I kept my spear and knew I could eat fish for the rest of my journey if I had to.
I stayed a good distance from the stream while I was traveling and I was surprised when I happened upon an abandoned trapper’s cabin. It was halfway falling down, but I decided to investigate to see if there was anything left behind that I could use? The door was weathered and half hanging on it’s lea
ther hinges. I almost fell off, when I pushed it open. The leather hinges were stiff and rotted. Cobwebs greeted me as the door slumped against the wall, once I pushed it open.

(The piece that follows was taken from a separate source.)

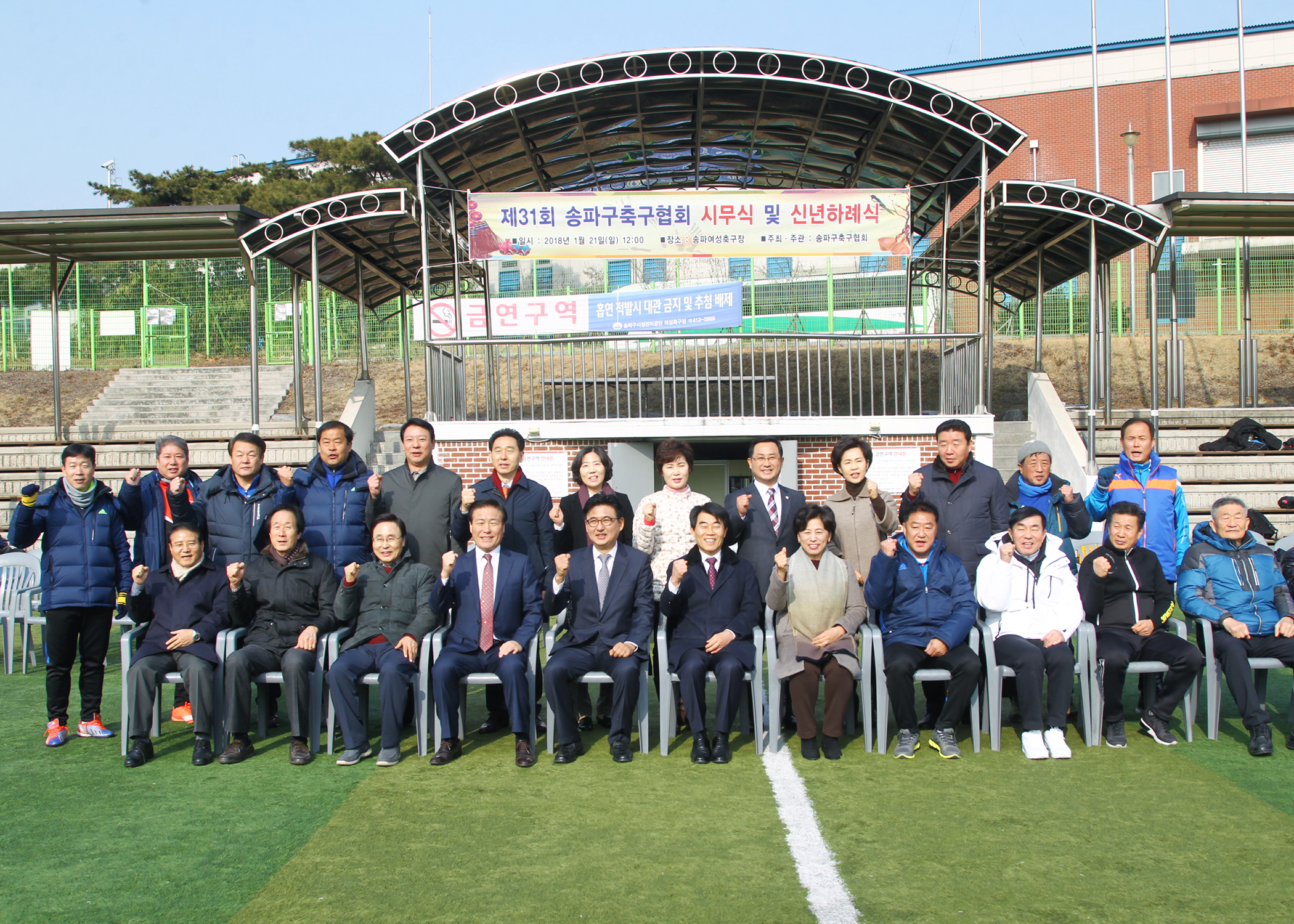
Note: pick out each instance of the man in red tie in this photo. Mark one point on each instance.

Inside I was met by a crude, rock fireplace, a wobbly table and a makeshift cot with no mattress. There was a lantern hanging on the wall, draped with cobwebs, covered in dust, but no oil in it to burn. Then I spied a small, rusted hatchet, leaning against the raised hearth. The floor was littered with leaves and grass growing up in places under each hole in the roof where the rain had fallen to the sod floor. As my foot pushed leaves and twigs aside, I found a knife blade with no handle. If I could find some flint, I would be able to start a fire, I told myself, my spirits starting to rise. Then I remembered my brother telling me about how flint sometimes washed down the rivers. If I looked along the banks of the streams, I might be able to find a piece of flint. After all, the Indians made their arrowheads out of flint. There had to be some somewhere along the way.

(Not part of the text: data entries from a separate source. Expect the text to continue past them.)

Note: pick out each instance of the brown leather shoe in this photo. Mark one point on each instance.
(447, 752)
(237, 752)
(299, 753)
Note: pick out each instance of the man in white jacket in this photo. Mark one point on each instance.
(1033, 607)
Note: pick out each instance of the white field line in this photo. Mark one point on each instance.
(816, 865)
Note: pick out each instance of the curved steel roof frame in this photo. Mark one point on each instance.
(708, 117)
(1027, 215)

The thought gave me hope, and I decided that for the rest of the way, I would walk along the banks of the stream until I managed to find a piece of flint. I was thinking about what I would manage to cook, other than fish, if I found a piece of flint, when I noticed a small trap hanging on one wall. I didn’t have any weapons to kill some wild animal, but I could set a trap, I told myself gleefully. The only problem with that was I would have to wait around for something to get caught in it, and that would take time. However, if I set the trap at night while I was sleeping, or any time when I was sleeping, I might get lucky and trap something. If I got hungry enough, it would probably be worth the wait, otherwise. Things were starting to look up, I decided.